Resumidamente el contacto amable para Jordan era otra de sus gigantescas restricciones de piedad. Guardaba una estricta relación con factores de ánimo y los procuraba milimétricamente en los dos modos posibles:
1. Recibirlos. Con automática corrección y sin excesos o grandes réplicas.
2. Darlos. En una pequeñísima proporción que iba en consonancia con el valor que él concedía al acierto consumado. De este modo llama la atención que uno de los jugadores que más recibió la mano de Jordan fuera Steve Kerr.
La relación táctil de fraternidad no era el fuerte de Jordan. Y muy en especial si venía precedida de un fallo, suyo o ajeno.
Pruebas dio a miles. Pero pocas más claras como en el partido disputado en Utah el 1 de febrero de 1993. Motivado siempre ante un público tan hostil Jordan cerró el segundo cuarto con un triple desde media pista, se aplaudió a sí mismo en el centro de la escena (tacto reflexivo), y fue el jugador clave en la remontada de 20 puntos de Chicago en la segunda mitad.

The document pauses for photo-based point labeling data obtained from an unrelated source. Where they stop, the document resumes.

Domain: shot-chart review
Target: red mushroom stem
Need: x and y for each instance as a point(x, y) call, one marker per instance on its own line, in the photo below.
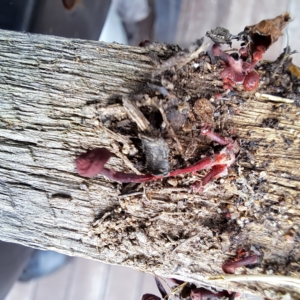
point(92, 162)
point(238, 70)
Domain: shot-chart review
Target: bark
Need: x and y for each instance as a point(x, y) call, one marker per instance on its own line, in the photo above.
point(55, 94)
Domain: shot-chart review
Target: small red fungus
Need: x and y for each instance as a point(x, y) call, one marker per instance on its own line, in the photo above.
point(92, 162)
point(230, 266)
point(238, 70)
point(251, 81)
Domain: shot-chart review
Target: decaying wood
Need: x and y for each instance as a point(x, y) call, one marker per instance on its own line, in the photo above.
point(57, 98)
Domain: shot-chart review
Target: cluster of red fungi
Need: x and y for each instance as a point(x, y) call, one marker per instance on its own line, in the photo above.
point(239, 71)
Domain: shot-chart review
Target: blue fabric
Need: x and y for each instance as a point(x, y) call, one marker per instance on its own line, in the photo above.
point(42, 263)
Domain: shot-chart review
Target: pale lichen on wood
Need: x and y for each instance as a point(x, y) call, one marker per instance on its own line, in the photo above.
point(55, 94)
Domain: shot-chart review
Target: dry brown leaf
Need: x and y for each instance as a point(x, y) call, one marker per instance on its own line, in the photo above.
point(267, 32)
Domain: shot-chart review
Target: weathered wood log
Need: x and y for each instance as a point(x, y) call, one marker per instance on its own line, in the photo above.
point(53, 92)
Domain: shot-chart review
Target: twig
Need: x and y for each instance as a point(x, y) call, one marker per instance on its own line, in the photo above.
point(168, 125)
point(184, 243)
point(281, 280)
point(180, 62)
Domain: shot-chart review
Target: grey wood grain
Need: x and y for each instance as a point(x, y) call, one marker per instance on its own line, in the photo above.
point(50, 89)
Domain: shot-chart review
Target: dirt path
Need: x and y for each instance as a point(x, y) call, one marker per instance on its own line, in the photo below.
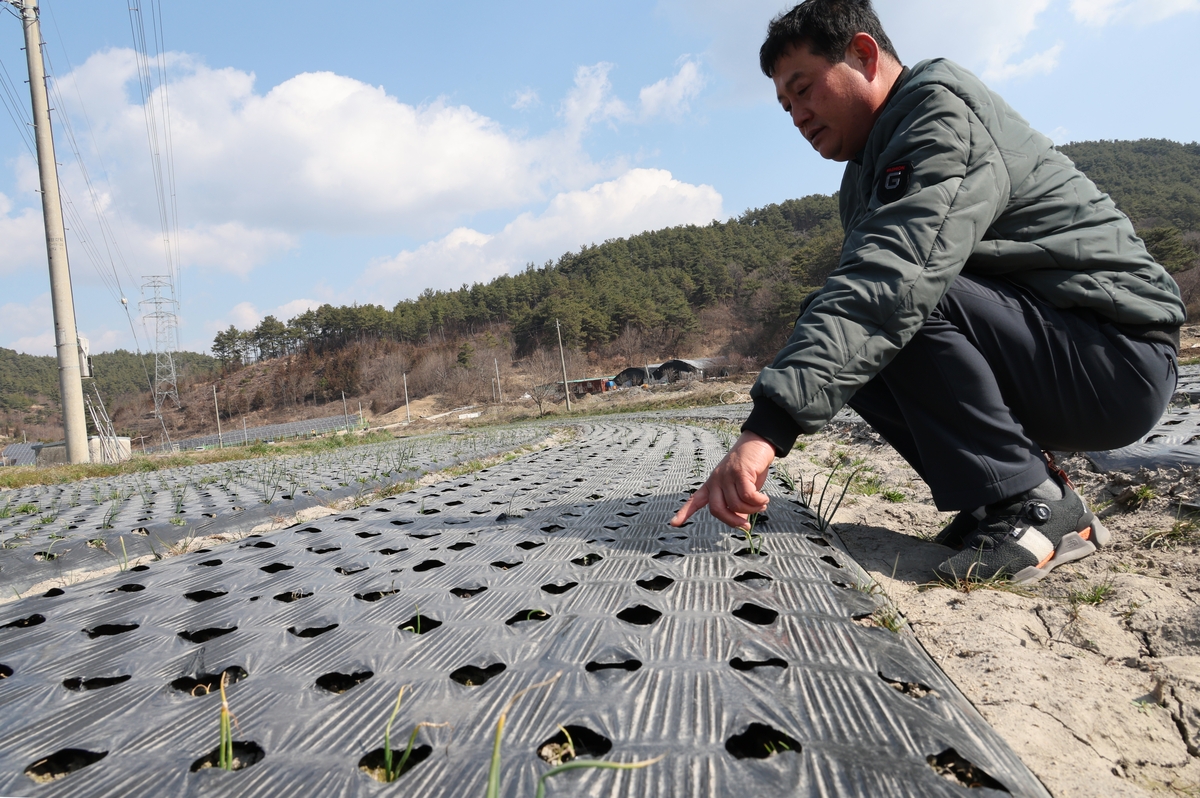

En los últimos minutos Jordan dispuso de hasta ocho tiros libres, fallando un total de tres. A cada uno de estos fallos (el primero de cada par) Pippen y Grant acudieron a su tacto obteniendo por respuesta en los dos primeros la más absoluta indiferencia. Al tercero Jordan rechazó incluso su cercanía con hermética frialdad mandándoles a su sitio. Jordan erró aquella noche cuatro de sus catorce tiros libres. Suficiente para mostrarse hostil ante cualquier acto de consuelo.
De poder hacerlo y no ser el baloncesto de dominio público, Jordan habría rechazado el contacto amable en una proporción mucho mayor de lo que su carrera demostró. Como si padeciera una particular atrofia en este sentido o lo interpretara como un signo de debilidad incompatible con el ardor de la batalla, con el espíritu de la competencia.
De la sobrecarga táctil que se vive hoy día ningún ejemplo más revelador que los Cavaliers. Tal vez sólo los Celtics de 2008 rivalicen con ellos. Su ritual de contacto comienza, como el de la mayoría de equipos, en los vestuarios y se prolonga hasta lo grotesco en festivas ceremonias antes del salto inicial que no cesarán (en el caso de victoria) hasta bien entrado el grupo en duchas.
El contacto refuerza, pues, los vínculos y la camaradería. Pocas leyes más universales que ésta. Y trasladando todas estas relaciones táctiles a la actualidad, es posible afirmar que nunca como ahora los jugadores se habían tocado tanto unos a otros. Nunca el baloncesto fue más táctil.
Resulta difícil apoyarse en este argumento para sostener que el baloncesto es también mejor que nunca. Pero si hubiéramos de creer los argumentos científicos que favorecen la creencia de que el tacto persigue al éxito y a la inversa, hallaríamos aquí otra fantástica prueba más para ello.
O al menos para ampliar infinitamente el significado de ese principio que dice "el baloncesto es un deporte de contacto". Y como ningún otro además.